Il 31 ottobre 1920 la mozione Ghinaglia di adesione alla Terza Internazionale ottenne 1276 voti contro 177 al congresso della FIGS pavese. Non così al congresso provinciale PSI, dove Ghinaglia raccolse 727 voti (contro i 3.121 dei massimalisti). A Livorno i pavesi portarono 184 voti ai riformisti, 2.732 ai massimalisti, 922 a comunisti. Nonostante l’arresto di alcuni militanti della Lomellina il nucleo comunista a Pavia era febbrilmente attivo. Nel febbraio 1921 erano costituite già 25 sezioni e 32 stavano per costituirsi. Il circolo giovanile “Karl Liebknecht” organizzava riunioni di studio per studenti e operai. «Vedetta Rossa», sequestrato per aver esaltato Liebknecht, venne sostituito da «Falce e Martello». Cominciarono i roghi delle Camere del Lavoro, delle Leghe, delle Case del Popolo. Ghinaglia su «Falce e Martello» (19 febbraio 1921) scrisse:
“Non dobbiamo illuderci che sia solamente il fascismo che terrorizza le piazze d’Italia; è la borghesia col suo governo, le sue spie, i suoi armati, che cerca tutti i mezzi per strangolare la volontà dei lavoratori… Non sono le sole organizzazioni fasciste, perché allora basterebbero le forze giovanili nostre per ridurre al silenzio questa gente, ma è tutta l’intera borghesia”.

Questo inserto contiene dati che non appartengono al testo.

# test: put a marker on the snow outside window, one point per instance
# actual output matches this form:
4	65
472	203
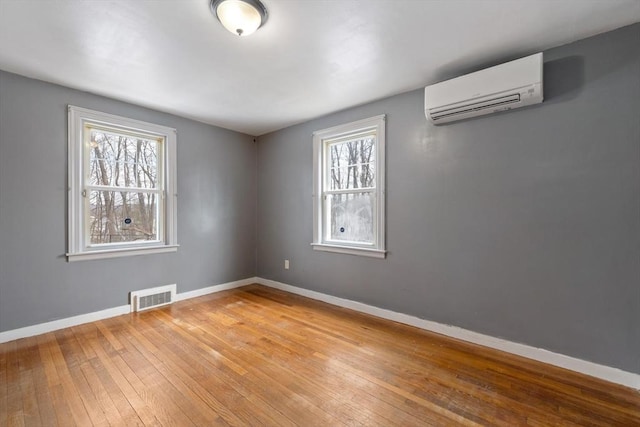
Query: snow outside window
349	188
122	184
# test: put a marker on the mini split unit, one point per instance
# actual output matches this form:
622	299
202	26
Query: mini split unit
507	86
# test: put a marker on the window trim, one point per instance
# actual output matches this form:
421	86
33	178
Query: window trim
77	248
320	139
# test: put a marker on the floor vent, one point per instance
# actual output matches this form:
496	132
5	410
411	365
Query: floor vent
153	297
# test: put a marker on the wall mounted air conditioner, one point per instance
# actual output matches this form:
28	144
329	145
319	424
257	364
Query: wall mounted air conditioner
503	87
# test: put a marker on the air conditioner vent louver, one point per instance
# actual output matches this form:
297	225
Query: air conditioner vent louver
154	297
475	107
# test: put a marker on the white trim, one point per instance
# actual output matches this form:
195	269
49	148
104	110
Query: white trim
607	373
114	253
216	288
78	248
351	250
320	138
43	328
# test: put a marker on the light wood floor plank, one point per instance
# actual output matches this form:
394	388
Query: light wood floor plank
259	356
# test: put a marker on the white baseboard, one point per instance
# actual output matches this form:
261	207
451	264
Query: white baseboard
43	328
54	325
216	288
607	373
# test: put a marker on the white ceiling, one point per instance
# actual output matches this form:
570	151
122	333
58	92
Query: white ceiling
311	58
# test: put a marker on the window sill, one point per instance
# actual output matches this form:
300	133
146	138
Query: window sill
350	250
121	252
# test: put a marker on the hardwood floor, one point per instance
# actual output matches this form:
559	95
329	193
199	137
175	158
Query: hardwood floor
258	356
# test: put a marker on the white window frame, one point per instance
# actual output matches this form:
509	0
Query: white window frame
321	140
78	246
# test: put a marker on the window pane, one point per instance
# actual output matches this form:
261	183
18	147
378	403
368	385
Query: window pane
351	217
122	160
116	216
351	163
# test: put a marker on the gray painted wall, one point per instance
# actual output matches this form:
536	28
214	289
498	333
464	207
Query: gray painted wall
523	225
216	209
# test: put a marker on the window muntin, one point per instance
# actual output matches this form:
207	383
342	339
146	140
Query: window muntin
349	188
122	181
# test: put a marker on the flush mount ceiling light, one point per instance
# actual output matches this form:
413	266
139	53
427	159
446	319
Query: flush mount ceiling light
241	17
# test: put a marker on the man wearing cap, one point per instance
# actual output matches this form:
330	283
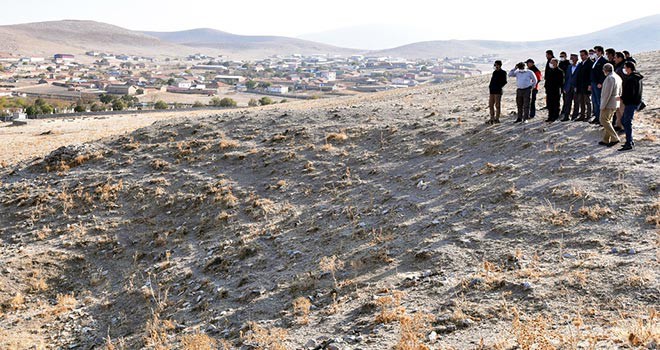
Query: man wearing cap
525	81
497	82
535	89
583	87
597	78
570	86
609	99
554	82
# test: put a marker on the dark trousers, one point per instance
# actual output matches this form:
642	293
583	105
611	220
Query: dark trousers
570	100
523	99
584	105
532	104
626	120
554	96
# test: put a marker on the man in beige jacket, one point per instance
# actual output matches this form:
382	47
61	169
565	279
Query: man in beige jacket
609	102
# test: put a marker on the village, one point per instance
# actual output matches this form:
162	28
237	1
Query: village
99	82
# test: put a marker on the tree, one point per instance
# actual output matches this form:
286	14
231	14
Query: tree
161	105
264	101
251	84
118	105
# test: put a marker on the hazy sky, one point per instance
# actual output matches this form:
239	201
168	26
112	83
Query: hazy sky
462	19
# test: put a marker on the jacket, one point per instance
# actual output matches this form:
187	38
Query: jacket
612	86
597	75
570	77
537	72
497	82
554	80
524	78
584	77
632	89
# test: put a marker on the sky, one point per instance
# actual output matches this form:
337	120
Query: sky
426	20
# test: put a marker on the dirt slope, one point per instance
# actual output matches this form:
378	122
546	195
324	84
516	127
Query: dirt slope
187	230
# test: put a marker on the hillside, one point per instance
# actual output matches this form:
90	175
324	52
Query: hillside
77	37
246	46
385	215
636	36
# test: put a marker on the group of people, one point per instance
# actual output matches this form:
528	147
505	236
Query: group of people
599	86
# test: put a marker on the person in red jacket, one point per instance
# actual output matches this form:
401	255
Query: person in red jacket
535	90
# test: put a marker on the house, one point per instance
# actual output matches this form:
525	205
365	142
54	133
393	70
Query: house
121	90
277	89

Il 21 aprile 1921 Ghinaglia venne assassinato da una squadraccia di universitari fascisti mentre stava cantando “L’Internazionale”, come affermò il fascista della prima ora Arturo Bianchi. Sere prima in Borgo Ticino, il rione popolare “fortilizio dei socialcomunisti”, Ghinaglia aveva parlato a una riunione operaia sulla necessità di reagire allo squadrismo; al termine del comizio i bordighiani avevano attaccato e disperso un gruppo di fascisti che sui camion tornavano da una delle loro bravate notturne. Il funerale di Ghinaglia venne seguito da migliaia di studenti, operai, contadini. Gli assassini erano noti, ma l’omicidio restò impunito. Morto Ghinaglia, il gruppo comunista pavese perse in parte slancio, ma proseguì l’attività fino agli arresti di massa del 1927. I suoi dirigenti, Biazzoli e Riccardo Dagradi, si schierarono con Fortichiari e Bordiga.
Nel 1944 a Ghinaglia venne intitolato il Raggruppamento partigiano garibaldina a Cremona.